Use of electronic medical records differs by specialty and office settings

Erik W J Kokkonen, Scott A Davis, Hsien-Chang Lin, Tushar S Dabade, Steven R Feldman, Alan B Fleischer
Journal of the American Medical Informatics Association: JAMIA 2013, 20 (e1): e33-8

OBJECTIVE: To assess differences in the use of electronic medical records (EMRs) among medical specialties and practice settings.

METHODS: A cross-sectional retrospective study using nationally representative data from the National Ambulatory Medical Care Survey for the period 2003-2010 was performed. Bivariate and multivariate analyzes compared EMR use among physicians of 14 specialties and assessed variation by practice setting. Differences in EMR use by geographic region, patient characteristics, and physician office settings were also assessed.

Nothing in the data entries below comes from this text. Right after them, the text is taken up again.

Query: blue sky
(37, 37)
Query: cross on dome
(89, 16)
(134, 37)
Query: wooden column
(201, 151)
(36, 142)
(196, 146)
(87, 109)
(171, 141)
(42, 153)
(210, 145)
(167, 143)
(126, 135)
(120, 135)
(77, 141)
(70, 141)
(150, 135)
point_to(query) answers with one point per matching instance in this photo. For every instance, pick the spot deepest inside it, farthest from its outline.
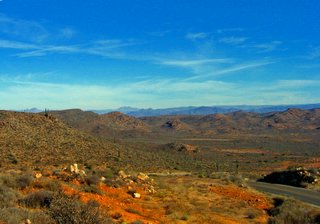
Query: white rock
(136, 195)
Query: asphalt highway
(305, 195)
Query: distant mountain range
(202, 110)
(206, 110)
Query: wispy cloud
(28, 93)
(27, 30)
(227, 30)
(102, 48)
(159, 33)
(196, 36)
(17, 45)
(233, 40)
(267, 47)
(194, 62)
(214, 71)
(66, 33)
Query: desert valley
(115, 168)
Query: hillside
(239, 121)
(205, 110)
(105, 125)
(35, 139)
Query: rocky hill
(38, 139)
(105, 125)
(240, 121)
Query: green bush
(66, 210)
(37, 199)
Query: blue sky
(99, 54)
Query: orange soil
(118, 201)
(252, 151)
(252, 199)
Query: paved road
(305, 195)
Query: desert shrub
(291, 212)
(185, 217)
(92, 189)
(37, 199)
(133, 211)
(92, 180)
(24, 181)
(13, 215)
(20, 215)
(137, 222)
(65, 210)
(8, 197)
(107, 173)
(52, 185)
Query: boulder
(143, 177)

RESULTS: Bivariate and multivariate analysis demonstrated increased EMR use from 2003 to 2010, with 16% reporting at least partial use in 2003, rising to 52% in 2010 (p<0.001). Cardiologists, orthopedic surgeons, urologists, and family/general practitioners had higher frequencies of EMR use whereas psychiatrists, ophthalmologists, and dermatologists had the lowest EMR use. Employed physicians had higher EMR uptake than physicians who owned their practice (48% vs 31%, p<0.001). EMR uptake was lower among solo practitioners (23%) than non-solo practitioners (42%, p<0.001). Practices owned by Health Maintenance Organizations had higher frequencies of EMR use (83%) than practices owned by physicians, community health centers, or academic centers (all <45%, p<0.001). Patient demographics did not affect EMR use (p>0.05).

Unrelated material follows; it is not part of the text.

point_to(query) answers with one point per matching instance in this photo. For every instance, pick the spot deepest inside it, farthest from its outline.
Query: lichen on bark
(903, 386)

CONCLUSIONS: Uptake of EMR is increasing, although it is significantly slower in dermatology, ophthalmology, and psychiatry. Solo practitioners and owners of a practice have low frequencies of EMR use compared with non-solo practitioners and those who do not own their practice. Despite incentives for EMR adoption, physicians should carefully weigh which, if any, EMR to adopt in their practices.